En effet, il ne t’a pas fallu beaucoup de temps pour comprendre que lesdites forces sont les mêmes que toi et tous nos illustres devanciers, aviez combattues naguère. Les protagonistes ont changé mais le combat reste le même. Tu as ainsi fait fi de ton âge qui te donnait le droit d’une retraite bien méritée, et tu t’es investi entièrement dans ce combat. Malgré la fatigue et la maladie, à 103 ans, tu as gardé cette posture du combat jusqu’à ce que ton dernier souffle te soit retiré.

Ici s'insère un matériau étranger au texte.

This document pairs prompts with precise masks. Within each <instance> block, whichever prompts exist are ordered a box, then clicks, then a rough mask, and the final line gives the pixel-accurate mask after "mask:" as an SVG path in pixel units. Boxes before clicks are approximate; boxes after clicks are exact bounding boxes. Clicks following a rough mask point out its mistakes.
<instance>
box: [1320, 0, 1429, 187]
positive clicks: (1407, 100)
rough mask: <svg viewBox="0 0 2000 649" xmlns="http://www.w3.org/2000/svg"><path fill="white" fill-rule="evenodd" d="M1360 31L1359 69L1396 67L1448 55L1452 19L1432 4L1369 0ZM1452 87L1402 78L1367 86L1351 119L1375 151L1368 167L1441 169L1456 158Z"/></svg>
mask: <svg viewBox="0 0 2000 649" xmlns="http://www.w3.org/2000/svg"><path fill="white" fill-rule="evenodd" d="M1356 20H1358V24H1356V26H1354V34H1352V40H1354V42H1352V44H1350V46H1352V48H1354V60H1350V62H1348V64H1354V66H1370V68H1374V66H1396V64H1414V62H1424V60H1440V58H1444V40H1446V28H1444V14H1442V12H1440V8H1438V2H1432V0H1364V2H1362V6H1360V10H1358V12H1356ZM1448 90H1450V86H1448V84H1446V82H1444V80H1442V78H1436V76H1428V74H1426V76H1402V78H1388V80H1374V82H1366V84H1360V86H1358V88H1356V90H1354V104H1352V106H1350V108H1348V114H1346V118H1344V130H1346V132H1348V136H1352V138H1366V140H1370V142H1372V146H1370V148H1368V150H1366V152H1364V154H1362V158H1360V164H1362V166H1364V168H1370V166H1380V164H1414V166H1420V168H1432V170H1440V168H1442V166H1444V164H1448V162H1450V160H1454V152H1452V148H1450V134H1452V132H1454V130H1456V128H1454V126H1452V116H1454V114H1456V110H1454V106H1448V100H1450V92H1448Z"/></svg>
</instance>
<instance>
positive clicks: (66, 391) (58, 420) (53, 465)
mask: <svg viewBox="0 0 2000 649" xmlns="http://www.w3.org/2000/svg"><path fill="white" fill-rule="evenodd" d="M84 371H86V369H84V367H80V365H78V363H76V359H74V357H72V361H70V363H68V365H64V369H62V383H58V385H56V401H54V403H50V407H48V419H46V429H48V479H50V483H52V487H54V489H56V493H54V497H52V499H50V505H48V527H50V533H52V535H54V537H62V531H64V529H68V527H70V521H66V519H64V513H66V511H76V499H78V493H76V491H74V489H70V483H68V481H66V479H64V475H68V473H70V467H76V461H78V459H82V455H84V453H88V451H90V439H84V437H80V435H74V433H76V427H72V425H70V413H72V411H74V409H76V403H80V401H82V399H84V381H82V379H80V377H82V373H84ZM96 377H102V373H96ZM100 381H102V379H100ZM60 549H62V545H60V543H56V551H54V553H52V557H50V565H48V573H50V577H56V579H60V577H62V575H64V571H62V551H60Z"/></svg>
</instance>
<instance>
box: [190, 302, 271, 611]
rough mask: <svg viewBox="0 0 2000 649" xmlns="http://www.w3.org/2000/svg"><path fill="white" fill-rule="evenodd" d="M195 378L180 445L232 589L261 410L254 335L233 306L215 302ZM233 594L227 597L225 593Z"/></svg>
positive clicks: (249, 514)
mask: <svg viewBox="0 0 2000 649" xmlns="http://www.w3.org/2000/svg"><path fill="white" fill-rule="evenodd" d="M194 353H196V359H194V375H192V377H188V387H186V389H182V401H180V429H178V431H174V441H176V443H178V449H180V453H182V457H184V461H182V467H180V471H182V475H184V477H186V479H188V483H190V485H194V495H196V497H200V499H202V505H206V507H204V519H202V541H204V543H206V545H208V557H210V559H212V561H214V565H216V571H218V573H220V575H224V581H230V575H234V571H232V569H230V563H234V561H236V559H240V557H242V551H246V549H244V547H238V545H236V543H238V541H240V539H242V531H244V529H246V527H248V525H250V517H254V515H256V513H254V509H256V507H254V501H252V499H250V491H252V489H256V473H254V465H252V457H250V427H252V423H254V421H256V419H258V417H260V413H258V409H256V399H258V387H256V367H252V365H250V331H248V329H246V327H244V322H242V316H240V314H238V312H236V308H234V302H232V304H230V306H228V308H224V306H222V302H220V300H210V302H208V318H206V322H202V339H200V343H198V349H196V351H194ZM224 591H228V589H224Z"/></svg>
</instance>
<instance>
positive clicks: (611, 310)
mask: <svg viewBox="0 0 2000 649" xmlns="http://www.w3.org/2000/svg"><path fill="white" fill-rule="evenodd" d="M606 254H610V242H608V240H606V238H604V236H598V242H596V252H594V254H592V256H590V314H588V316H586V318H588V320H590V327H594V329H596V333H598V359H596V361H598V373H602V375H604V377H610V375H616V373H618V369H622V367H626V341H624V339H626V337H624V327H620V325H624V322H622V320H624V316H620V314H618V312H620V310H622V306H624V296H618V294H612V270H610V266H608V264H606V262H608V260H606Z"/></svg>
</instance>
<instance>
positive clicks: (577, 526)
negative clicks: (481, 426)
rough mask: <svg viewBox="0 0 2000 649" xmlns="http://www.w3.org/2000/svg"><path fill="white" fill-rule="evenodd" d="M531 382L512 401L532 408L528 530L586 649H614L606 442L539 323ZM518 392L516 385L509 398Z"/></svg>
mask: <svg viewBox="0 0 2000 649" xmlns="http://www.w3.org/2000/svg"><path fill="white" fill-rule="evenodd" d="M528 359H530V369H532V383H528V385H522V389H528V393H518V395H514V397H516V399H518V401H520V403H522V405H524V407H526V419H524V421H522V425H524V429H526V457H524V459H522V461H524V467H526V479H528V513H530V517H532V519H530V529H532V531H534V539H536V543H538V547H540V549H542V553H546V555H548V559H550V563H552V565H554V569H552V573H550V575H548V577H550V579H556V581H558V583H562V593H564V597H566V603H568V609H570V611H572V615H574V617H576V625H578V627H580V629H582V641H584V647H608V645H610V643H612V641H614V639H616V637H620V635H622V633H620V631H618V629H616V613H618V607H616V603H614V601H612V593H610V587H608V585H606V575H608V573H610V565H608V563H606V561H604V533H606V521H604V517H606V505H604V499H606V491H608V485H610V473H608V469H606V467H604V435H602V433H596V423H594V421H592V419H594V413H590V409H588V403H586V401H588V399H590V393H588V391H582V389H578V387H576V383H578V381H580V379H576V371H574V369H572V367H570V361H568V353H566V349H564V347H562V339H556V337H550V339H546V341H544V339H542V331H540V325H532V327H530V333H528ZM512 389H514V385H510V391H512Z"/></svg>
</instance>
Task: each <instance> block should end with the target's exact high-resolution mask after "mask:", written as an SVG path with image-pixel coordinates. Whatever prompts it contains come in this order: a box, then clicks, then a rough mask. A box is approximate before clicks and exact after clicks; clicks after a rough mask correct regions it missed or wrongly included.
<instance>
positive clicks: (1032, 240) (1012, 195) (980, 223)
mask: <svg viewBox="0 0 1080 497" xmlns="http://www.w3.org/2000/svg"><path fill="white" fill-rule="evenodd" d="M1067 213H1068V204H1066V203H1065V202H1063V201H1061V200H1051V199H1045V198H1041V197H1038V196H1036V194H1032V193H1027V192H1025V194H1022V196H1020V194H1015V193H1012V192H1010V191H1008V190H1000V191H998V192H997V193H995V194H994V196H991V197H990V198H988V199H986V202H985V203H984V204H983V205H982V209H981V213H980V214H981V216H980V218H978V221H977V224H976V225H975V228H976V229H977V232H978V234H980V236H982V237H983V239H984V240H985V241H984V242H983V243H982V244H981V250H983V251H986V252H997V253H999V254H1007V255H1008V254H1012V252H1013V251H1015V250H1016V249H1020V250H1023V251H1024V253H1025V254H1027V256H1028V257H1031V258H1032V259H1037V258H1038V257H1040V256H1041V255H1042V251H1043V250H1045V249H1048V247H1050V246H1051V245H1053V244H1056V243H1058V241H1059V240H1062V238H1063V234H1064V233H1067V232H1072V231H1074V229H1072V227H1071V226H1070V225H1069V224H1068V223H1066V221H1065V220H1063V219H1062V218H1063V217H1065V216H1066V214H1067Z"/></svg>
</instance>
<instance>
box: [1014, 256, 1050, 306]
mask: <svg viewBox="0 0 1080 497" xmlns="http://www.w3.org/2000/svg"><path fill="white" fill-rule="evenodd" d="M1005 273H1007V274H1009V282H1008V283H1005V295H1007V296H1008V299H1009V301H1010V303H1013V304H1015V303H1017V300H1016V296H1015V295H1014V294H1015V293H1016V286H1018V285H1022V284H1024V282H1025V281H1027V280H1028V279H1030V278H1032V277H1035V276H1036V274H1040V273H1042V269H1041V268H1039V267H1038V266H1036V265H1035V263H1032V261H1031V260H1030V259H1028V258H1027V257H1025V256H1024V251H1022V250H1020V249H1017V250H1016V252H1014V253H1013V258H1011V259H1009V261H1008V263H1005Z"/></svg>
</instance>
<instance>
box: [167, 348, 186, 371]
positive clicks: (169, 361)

Au moment où tu entres dans le repos éternel, je voudrais t’assurer, très cher doyen, de ce que je tiens fermement le flambeau que tu m’as donné en octobre 2010 comme le serment de la poursuite inlassable de notre quête de liberté et de l’incorruptibilité de nos convictions. Je sais à quel point mon sort te préoccupait et, par-dessus tout, je connais le prix que tu accordais au succès de notre lutte.

C’est pourquoi, bien qu’ébranlé par ta disparition, qui arrive quelques mois seulement après celle de Sangaré Aboudramane, je reste déterminé à demeurer fidèle à l’idéal de notre combat politique. Tu peux donc te reposer et jouir de la plénitude de la félicité éternelle que Dieu offre aux âmes de bonne volonté.
Adieu Bernard B. Dadié. Adieu cher doyen et infiniment merci pour tout.